This should go on my much-neglected movie review page. (Trev, we've failed it, i think.) But I needed some new stuff here, so here you go.
Now in Theaters:
The Great Raid:
This film involves part of WWII history that I'm not as familiar with. It seems like everyone has a basic knowledge of the European theater of the war, but fewer know much about the Pacific theater. This film involves what is, to this day, still the most successful rescue mission in American military history. During this raid, 500 American POW's are rescued from the Japanese, in the Phillipines. From what I've read, the film is incredibly accurate historically, which is amazing. Good film, a bit long, but it gives you a good grasp of the conditions the soldiers lived in, as well as what the civilians in the occupied islands did to work against the Japanese. Many critics have accused the filmmakers of stereotyping the Japanese soldiers, but if this film is as accurate as I've read, then the brutal depictions shouldn't be sugar-coated for modern viewers. Let's show it as it was.

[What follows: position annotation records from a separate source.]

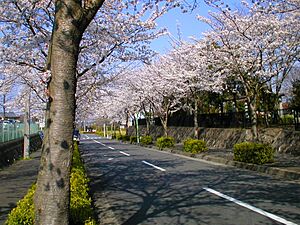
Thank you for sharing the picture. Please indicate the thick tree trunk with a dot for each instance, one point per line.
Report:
(253, 116)
(52, 194)
(164, 122)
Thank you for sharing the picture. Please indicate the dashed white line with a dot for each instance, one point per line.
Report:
(257, 210)
(156, 167)
(124, 153)
(99, 143)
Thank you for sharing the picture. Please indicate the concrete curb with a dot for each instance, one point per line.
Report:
(274, 171)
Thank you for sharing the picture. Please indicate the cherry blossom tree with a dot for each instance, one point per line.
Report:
(38, 36)
(257, 48)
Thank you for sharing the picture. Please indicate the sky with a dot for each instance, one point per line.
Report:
(188, 23)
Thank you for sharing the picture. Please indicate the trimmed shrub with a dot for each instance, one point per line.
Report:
(287, 119)
(132, 139)
(23, 213)
(194, 146)
(125, 138)
(255, 153)
(100, 133)
(146, 140)
(165, 142)
(119, 136)
(80, 203)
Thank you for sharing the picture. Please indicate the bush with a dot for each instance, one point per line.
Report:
(119, 136)
(125, 138)
(80, 202)
(132, 139)
(194, 146)
(165, 142)
(146, 140)
(100, 133)
(287, 119)
(253, 153)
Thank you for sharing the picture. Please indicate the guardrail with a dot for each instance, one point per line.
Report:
(12, 131)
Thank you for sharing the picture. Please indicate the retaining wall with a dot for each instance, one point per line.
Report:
(282, 140)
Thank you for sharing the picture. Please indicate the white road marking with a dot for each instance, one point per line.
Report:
(257, 210)
(124, 153)
(99, 143)
(156, 167)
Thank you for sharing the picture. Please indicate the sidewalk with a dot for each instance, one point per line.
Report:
(285, 166)
(15, 181)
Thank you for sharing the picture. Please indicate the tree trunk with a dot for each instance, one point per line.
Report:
(52, 194)
(164, 122)
(253, 116)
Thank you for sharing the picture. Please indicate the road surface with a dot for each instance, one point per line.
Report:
(136, 185)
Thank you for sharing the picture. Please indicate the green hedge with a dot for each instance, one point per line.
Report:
(80, 202)
(23, 213)
(165, 142)
(255, 153)
(194, 146)
(132, 139)
(146, 140)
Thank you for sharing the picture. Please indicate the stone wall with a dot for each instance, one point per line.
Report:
(13, 150)
(284, 141)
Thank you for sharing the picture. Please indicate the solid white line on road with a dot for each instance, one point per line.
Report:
(257, 210)
(156, 167)
(124, 153)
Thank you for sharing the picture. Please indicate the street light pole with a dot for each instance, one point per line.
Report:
(137, 129)
(26, 149)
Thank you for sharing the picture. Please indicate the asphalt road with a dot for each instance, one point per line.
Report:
(136, 185)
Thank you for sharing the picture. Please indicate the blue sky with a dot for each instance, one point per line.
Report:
(188, 23)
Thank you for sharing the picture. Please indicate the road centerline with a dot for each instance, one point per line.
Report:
(124, 153)
(156, 167)
(257, 210)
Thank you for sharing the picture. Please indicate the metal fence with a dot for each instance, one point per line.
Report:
(11, 131)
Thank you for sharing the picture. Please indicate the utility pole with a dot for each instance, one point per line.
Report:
(26, 149)
(137, 128)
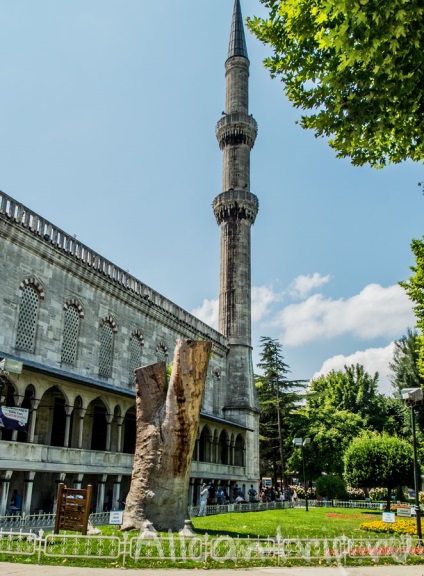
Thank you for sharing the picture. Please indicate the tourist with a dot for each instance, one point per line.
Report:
(15, 503)
(252, 494)
(204, 495)
(220, 496)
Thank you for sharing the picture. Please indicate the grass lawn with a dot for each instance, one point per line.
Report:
(293, 523)
(325, 523)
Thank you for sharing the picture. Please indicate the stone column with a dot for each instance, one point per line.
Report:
(211, 449)
(29, 484)
(232, 452)
(109, 419)
(68, 411)
(101, 493)
(32, 420)
(81, 414)
(191, 492)
(197, 449)
(78, 481)
(119, 422)
(4, 494)
(116, 491)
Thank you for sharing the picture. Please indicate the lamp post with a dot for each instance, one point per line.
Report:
(301, 443)
(412, 397)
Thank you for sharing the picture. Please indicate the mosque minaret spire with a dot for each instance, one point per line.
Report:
(235, 210)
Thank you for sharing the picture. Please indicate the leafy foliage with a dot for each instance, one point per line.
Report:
(339, 406)
(278, 397)
(331, 486)
(405, 362)
(415, 290)
(379, 460)
(355, 67)
(352, 390)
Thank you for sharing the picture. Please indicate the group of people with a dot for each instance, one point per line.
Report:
(15, 503)
(209, 494)
(270, 494)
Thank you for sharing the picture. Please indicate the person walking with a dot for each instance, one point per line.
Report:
(15, 503)
(204, 495)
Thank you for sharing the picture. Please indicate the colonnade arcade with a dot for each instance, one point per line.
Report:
(64, 417)
(219, 446)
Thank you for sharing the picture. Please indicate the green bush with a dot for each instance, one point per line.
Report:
(331, 486)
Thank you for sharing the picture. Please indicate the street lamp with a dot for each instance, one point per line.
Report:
(301, 443)
(412, 397)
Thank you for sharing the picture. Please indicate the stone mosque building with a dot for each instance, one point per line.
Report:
(74, 326)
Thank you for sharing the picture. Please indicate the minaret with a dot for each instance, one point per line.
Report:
(235, 210)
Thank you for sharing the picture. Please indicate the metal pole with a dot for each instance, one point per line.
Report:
(417, 504)
(304, 478)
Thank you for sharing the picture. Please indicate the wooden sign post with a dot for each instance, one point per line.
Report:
(73, 509)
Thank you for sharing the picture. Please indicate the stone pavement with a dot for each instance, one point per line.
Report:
(9, 569)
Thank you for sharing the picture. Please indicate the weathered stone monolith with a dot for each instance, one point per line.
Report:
(166, 429)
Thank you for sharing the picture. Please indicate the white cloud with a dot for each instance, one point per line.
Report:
(303, 285)
(374, 312)
(262, 298)
(208, 312)
(373, 360)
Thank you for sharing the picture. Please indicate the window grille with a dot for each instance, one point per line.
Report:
(106, 350)
(27, 321)
(135, 357)
(70, 335)
(162, 353)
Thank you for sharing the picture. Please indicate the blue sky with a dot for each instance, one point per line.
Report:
(107, 128)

One thing I appreciated about this film, that sets it apart from other recent war movies (with the exception of Saving Private Ryan): There's no pandering or backpedalling. No "we were just as bad" justifications or "they were misunderstood" apologism. Most modern filmmakers feel the need to do this type of thing to show that America is barbaric too, so that it doesn't seem like we're elevating ourselves above our former enemies. There's no need for that here. No need for post-Vietnam-era second-guessing and self-doubt. We were attacked by the Japanese, and we were right to defend ourselves, as well as the countries that were being conquered in the name of the Japanese "empire." So bravo to the filmmakers for resisting the temptation to soften the pro-American-military feeling of the movie.
I also loved that, during the ending credits, they showed actual newsreel footage of troops returning home and being greeting by throngs of appreciative and adoring Americans. Makes you miss the days when the public as a whole showed their support and love for the men and women in uniform, instead of calling them killers, monsters, and tools of the corporate machine.
Now on DVD:
Basically, "Stand and Deliver" on the basketball court. Overall, a very enjoyable film. But I can't give it my full stamp of approval, because of one storyline that left me FURIOUS. One of the student-athletes had a pregnant girlfriend. When she talked about the future at one point, he said, I've got to think about my future, and you should do the same; we have to make certain choices. Later on in the film, it appears that he is going to make the right choice, and take care of the girl and their baby. When he goes to her to tell her so, she says, "You were right, i had to make a choice for myself." When he asks, "what about the baby?", she responds, "There is no baby." She looks somewhat sorry to say this. He responds, "I'm sorry I wasn't there for you, when it happened." And that's basically it. Then they're both happy and look forward to the future together. And the dead baby, aborted for the sake of convenience, just...vanishes. That ruined the film for me. Completely ruined it. I'm happy for you, dude; take control of your life. Take responsibility. But killing your baby is not it. (But then again, i'm an uncaring, unsympathetic middle-class white guy; i've never been in their situation, so what do I know?)
A Lot Like Love:
I went in with low expectations, which is part of the reason why I enjoyed this film, to a point. I laughed several times, and I really wanted to like the characters. But when thinking back over this film, I became more and more disappointed. This is one of the most unromantic movies I've seen in a while. There is no self-sacrifice, no nobility, no common sense even, between these two characters. They use each other as rebounds, and after a night of passion, they make excuses about their complete lack of commitment. Basically, neither of them deserve to be in anything resembling a healthy relationship. It's a paint-by-numbers rom-com that just has a few more numbers than usual. On the other hand, the characters (while being moral vacuums) are mildly amusing, and I really tried to like them. So--worth a RedBox dollar rental, but do yourself a favor and DON'T be like either of these people. Ever.